If an anonymous studio exec had been calling the shots, it's unlikely Alvarez — with no feature film credits to his name — would have been picked for this high-profile gig. But Raimi hand-picked him after seeing his short film, 'Ataque de Panico!' (aka 'Panic Attack'), on Youtube. Knowing that this was his moment, Alvarez didn't just take a seat in the director's chair - he asked if he could write the script, too. “At first, it wasn't exactly the story he wanted,” Alvarez admits. “The tone was right but the story itself changed. We were coming up with more of a sequel. So Sam said, 'we want to do a remake.'”
(Indeed, the question of whether this 'Evil Dead' is technically a remake or a sequel is a murky one - Alvarez sees the film as taking place 30 years after the original, in the same cabin, which the Book of the Dead has somehow found its way back to after the events of the original trilogy. Still, Alvarez says there are too many similarities between what happens in his film and the original for it to work as a “continuous storyline”. It's best not to think about it.)
After Alvarez and co-writer Rodo Sayagues turned in their draft, celebrated screenwriter Diablo Cody ('Juno', 'Young Adult') was called in to doctor it. Ultimately, so much of Alvarez and Sayagues' script — and so few of Cody's changes — were used that the Writers Guild of America ruled against crediting her for her work. Alvarez prefers to look back on the process fondly. “We did a treatment and they loved it,” he remembers, “we wrote a draft and then a second draft and they loved it. Sam is a pretty awesome guy as a producer because he's a director, so he's always supporting the director.”
Aside from the fact English isn't Alvarez' first language, re-imagining such a beloved film came with its own set of challenges. For instance, how could you possibly re-cast Ash, the protagonist of the original trilogy associated so closely with actor Bruce Campbell? Ultimately, the decision was made not to.

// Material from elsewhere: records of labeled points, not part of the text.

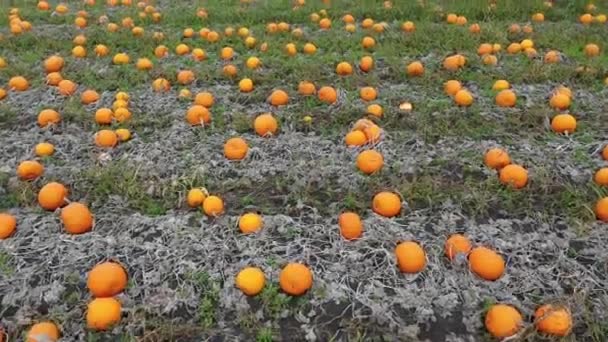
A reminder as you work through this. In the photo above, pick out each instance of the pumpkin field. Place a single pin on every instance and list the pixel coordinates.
(303, 170)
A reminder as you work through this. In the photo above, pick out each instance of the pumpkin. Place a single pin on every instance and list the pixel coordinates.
(415, 69)
(355, 138)
(306, 88)
(161, 85)
(278, 98)
(89, 96)
(213, 206)
(506, 98)
(250, 280)
(553, 320)
(265, 125)
(503, 321)
(107, 279)
(120, 59)
(368, 42)
(246, 85)
(250, 223)
(8, 224)
(76, 218)
(44, 149)
(198, 115)
(144, 64)
(366, 63)
(463, 98)
(18, 83)
(52, 196)
(486, 263)
(563, 123)
(235, 149)
(295, 279)
(411, 258)
(103, 313)
(344, 69)
(185, 77)
(43, 331)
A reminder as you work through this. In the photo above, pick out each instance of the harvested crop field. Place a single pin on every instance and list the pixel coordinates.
(162, 219)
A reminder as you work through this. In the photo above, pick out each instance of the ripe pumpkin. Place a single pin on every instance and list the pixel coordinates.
(451, 87)
(370, 161)
(235, 149)
(107, 279)
(503, 320)
(368, 93)
(463, 98)
(408, 26)
(48, 117)
(250, 223)
(103, 313)
(344, 69)
(213, 206)
(278, 98)
(76, 218)
(306, 88)
(120, 59)
(106, 138)
(52, 196)
(355, 138)
(8, 224)
(250, 280)
(123, 134)
(553, 320)
(103, 116)
(265, 125)
(415, 69)
(327, 95)
(161, 85)
(198, 115)
(29, 170)
(560, 101)
(89, 96)
(563, 123)
(457, 244)
(246, 85)
(506, 98)
(295, 279)
(387, 204)
(486, 263)
(350, 225)
(44, 149)
(53, 64)
(411, 258)
(18, 83)
(196, 197)
(43, 331)
(601, 209)
(67, 87)
(496, 158)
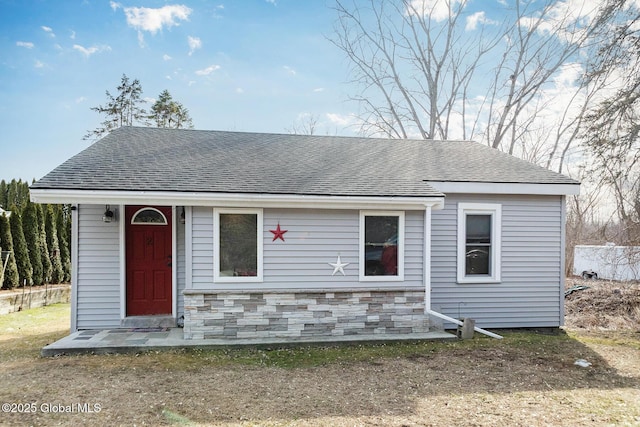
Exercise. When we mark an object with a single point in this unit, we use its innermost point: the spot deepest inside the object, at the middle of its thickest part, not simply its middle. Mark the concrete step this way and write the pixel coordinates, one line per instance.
(159, 321)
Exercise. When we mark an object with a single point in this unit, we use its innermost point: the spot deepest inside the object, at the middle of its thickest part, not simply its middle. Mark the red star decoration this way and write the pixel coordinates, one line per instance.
(278, 233)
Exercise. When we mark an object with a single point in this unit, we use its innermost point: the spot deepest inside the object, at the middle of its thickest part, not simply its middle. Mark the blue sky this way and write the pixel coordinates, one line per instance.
(245, 65)
(251, 65)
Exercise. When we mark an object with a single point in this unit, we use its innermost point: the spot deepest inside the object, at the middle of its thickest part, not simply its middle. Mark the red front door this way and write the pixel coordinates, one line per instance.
(149, 260)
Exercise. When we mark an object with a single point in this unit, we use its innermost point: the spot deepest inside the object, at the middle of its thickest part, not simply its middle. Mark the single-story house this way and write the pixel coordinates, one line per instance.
(255, 235)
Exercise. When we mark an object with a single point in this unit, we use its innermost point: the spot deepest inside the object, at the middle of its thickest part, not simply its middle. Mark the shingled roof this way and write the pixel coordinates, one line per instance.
(153, 159)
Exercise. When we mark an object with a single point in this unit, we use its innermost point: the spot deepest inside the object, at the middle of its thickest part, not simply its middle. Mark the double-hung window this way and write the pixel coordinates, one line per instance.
(479, 241)
(237, 245)
(381, 246)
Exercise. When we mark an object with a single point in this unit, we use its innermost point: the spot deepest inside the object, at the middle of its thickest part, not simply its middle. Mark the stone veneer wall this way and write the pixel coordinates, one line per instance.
(211, 315)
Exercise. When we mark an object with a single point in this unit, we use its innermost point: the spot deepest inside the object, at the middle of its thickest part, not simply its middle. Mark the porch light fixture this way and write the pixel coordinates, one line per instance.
(109, 215)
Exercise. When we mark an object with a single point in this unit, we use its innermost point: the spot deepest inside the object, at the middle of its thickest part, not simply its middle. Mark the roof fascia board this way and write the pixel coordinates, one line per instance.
(231, 199)
(448, 187)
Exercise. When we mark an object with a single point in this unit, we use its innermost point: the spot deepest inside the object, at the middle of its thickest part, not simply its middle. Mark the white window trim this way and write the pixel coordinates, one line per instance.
(361, 243)
(216, 246)
(148, 208)
(495, 210)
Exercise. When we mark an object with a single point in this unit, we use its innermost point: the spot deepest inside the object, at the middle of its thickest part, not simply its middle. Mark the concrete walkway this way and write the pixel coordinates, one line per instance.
(141, 339)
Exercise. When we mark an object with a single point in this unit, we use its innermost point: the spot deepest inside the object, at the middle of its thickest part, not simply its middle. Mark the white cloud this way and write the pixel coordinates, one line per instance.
(88, 51)
(48, 30)
(206, 71)
(477, 18)
(154, 20)
(438, 10)
(194, 44)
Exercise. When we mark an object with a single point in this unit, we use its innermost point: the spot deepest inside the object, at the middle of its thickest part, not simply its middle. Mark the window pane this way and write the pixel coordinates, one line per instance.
(478, 245)
(477, 260)
(238, 245)
(478, 228)
(149, 216)
(381, 245)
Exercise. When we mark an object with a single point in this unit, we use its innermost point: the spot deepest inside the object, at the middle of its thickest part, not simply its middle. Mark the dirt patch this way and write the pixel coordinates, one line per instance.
(526, 379)
(604, 305)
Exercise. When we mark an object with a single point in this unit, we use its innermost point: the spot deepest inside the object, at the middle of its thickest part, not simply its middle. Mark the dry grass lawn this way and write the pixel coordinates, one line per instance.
(527, 379)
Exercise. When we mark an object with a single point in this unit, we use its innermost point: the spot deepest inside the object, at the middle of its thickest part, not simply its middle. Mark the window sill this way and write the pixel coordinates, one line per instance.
(381, 279)
(477, 280)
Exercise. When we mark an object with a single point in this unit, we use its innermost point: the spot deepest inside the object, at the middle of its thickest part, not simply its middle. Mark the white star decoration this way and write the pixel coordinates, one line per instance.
(338, 266)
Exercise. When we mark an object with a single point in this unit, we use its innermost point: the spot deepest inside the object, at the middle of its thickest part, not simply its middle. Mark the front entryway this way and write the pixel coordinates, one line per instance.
(149, 260)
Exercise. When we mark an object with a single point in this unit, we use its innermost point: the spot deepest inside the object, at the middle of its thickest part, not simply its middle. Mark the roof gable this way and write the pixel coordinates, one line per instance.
(154, 159)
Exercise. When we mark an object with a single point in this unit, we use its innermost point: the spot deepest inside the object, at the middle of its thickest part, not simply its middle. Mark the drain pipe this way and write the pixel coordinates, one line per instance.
(459, 323)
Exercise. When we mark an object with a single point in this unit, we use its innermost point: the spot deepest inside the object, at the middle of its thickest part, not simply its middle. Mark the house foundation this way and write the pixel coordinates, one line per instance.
(227, 315)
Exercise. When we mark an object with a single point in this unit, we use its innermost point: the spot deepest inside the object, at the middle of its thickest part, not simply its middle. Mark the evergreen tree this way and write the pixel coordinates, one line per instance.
(11, 278)
(32, 237)
(123, 110)
(63, 241)
(51, 231)
(167, 113)
(3, 195)
(47, 267)
(20, 251)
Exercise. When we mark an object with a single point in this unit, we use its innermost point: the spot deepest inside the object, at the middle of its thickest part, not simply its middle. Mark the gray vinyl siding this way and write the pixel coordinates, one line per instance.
(529, 292)
(98, 270)
(181, 264)
(313, 240)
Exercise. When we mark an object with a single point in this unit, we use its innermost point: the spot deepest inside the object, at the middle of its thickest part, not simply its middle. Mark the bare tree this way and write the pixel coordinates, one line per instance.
(613, 124)
(305, 124)
(420, 66)
(412, 64)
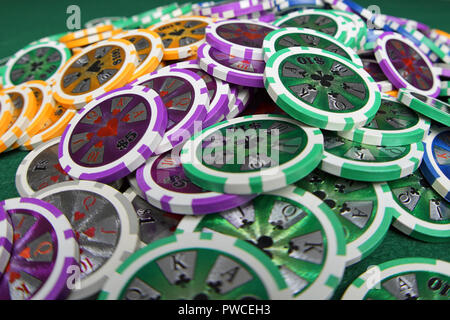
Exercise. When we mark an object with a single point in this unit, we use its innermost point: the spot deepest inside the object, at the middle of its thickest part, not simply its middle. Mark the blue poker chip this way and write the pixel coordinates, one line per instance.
(436, 161)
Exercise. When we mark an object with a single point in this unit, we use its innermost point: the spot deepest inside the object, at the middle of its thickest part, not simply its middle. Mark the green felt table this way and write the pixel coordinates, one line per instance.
(24, 21)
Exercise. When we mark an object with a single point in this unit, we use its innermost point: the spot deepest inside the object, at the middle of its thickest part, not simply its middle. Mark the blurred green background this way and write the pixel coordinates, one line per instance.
(24, 21)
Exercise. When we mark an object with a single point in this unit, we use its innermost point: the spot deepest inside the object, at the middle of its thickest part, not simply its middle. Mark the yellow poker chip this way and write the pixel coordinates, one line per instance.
(45, 105)
(182, 36)
(97, 69)
(53, 127)
(82, 42)
(85, 33)
(25, 109)
(6, 112)
(149, 48)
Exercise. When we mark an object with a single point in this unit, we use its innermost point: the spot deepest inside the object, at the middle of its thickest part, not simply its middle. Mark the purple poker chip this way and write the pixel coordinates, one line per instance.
(249, 73)
(218, 92)
(113, 135)
(185, 95)
(232, 9)
(405, 65)
(239, 38)
(44, 255)
(168, 188)
(6, 239)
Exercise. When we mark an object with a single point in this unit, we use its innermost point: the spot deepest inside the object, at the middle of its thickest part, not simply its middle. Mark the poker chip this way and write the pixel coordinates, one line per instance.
(40, 169)
(97, 69)
(113, 134)
(154, 224)
(284, 225)
(231, 69)
(6, 239)
(393, 125)
(321, 88)
(434, 109)
(316, 19)
(436, 165)
(300, 37)
(43, 255)
(402, 279)
(24, 110)
(7, 110)
(239, 38)
(149, 48)
(185, 95)
(167, 187)
(232, 9)
(208, 259)
(360, 207)
(45, 105)
(417, 74)
(52, 128)
(218, 92)
(40, 61)
(104, 224)
(363, 162)
(182, 36)
(295, 150)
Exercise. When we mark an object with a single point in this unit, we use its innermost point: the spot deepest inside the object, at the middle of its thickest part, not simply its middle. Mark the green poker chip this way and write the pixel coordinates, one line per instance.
(419, 211)
(196, 266)
(252, 154)
(361, 208)
(295, 229)
(434, 109)
(363, 162)
(300, 37)
(393, 125)
(321, 88)
(316, 19)
(403, 279)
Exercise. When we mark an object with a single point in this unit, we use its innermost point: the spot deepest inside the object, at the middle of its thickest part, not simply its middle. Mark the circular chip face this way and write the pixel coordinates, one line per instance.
(300, 37)
(321, 88)
(405, 65)
(154, 224)
(402, 279)
(44, 252)
(434, 109)
(393, 125)
(24, 109)
(168, 188)
(231, 69)
(419, 211)
(218, 92)
(207, 261)
(436, 161)
(149, 48)
(97, 69)
(295, 229)
(181, 37)
(360, 207)
(105, 227)
(363, 162)
(185, 95)
(6, 239)
(45, 105)
(113, 135)
(40, 61)
(316, 19)
(40, 169)
(253, 154)
(239, 38)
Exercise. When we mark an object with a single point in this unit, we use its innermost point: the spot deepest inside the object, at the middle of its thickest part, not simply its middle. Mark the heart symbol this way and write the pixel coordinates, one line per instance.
(78, 215)
(110, 129)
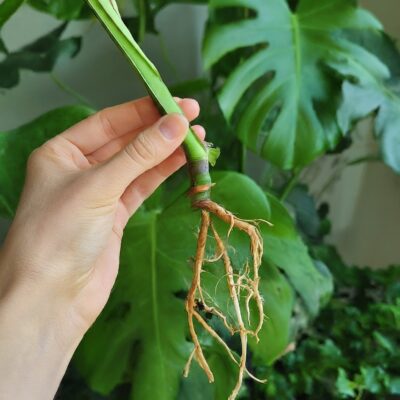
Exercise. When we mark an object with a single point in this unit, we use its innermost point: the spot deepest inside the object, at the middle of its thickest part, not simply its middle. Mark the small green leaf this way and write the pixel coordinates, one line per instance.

“I never wanted to mess with those iconic elements that are impossible to remake,” Alvarez explains. “We didn't want to put an actor in that position, and those were the kind of ideas where we really connected with Sam (Raimi) and Bruce (Campbell).” Instead, the protagonist of Alvarez' 'Evil Dead' is Mia (Jane Levy), whose friends take her to the secluded cabin to help her detox from an opiate addiction.
The next challenge was the tone of the film. While Raimi's approach to horror had as much in common with The Three Stooges as it did with Wes Craven, Alvarez opted to take a grimmer approach, delivering the gruelling terror promised by the tagline of the original. In a sense, Alvarez has opted to remake the fright-fest he remembers from his impressionable youth, rather than the slightly silly film that actually existed.
“It was the scariest movie I ever saw when I was 12,” Alvarez admits. “I went to the video store and asked for something really scary and the clerk looked around and put down the VHS on the counter. I still remember that iconic image of the girl in the cellar. Cut to last week and we did exactly the same shot, it was awesome.”
Alvarez' brutal approach to the material has obviously paid dividends. As well as receiving positive reviews, the film has done the unthinkable and made franchise history by actually having a successful theatrical run. Costing $17 million to make, it raked in $26 million in its opening weekend alone, placing it atop the US box office.
Of course, diehard fans will always prefer the original. And Alvarez is okay with that. “The original is still going to be there,” he promises. “It's not going to disappear because we do a new one.”
The Gold Coast Film Festival will host The Australian Premiere Of 'Evil Dead' on Sunday April 28.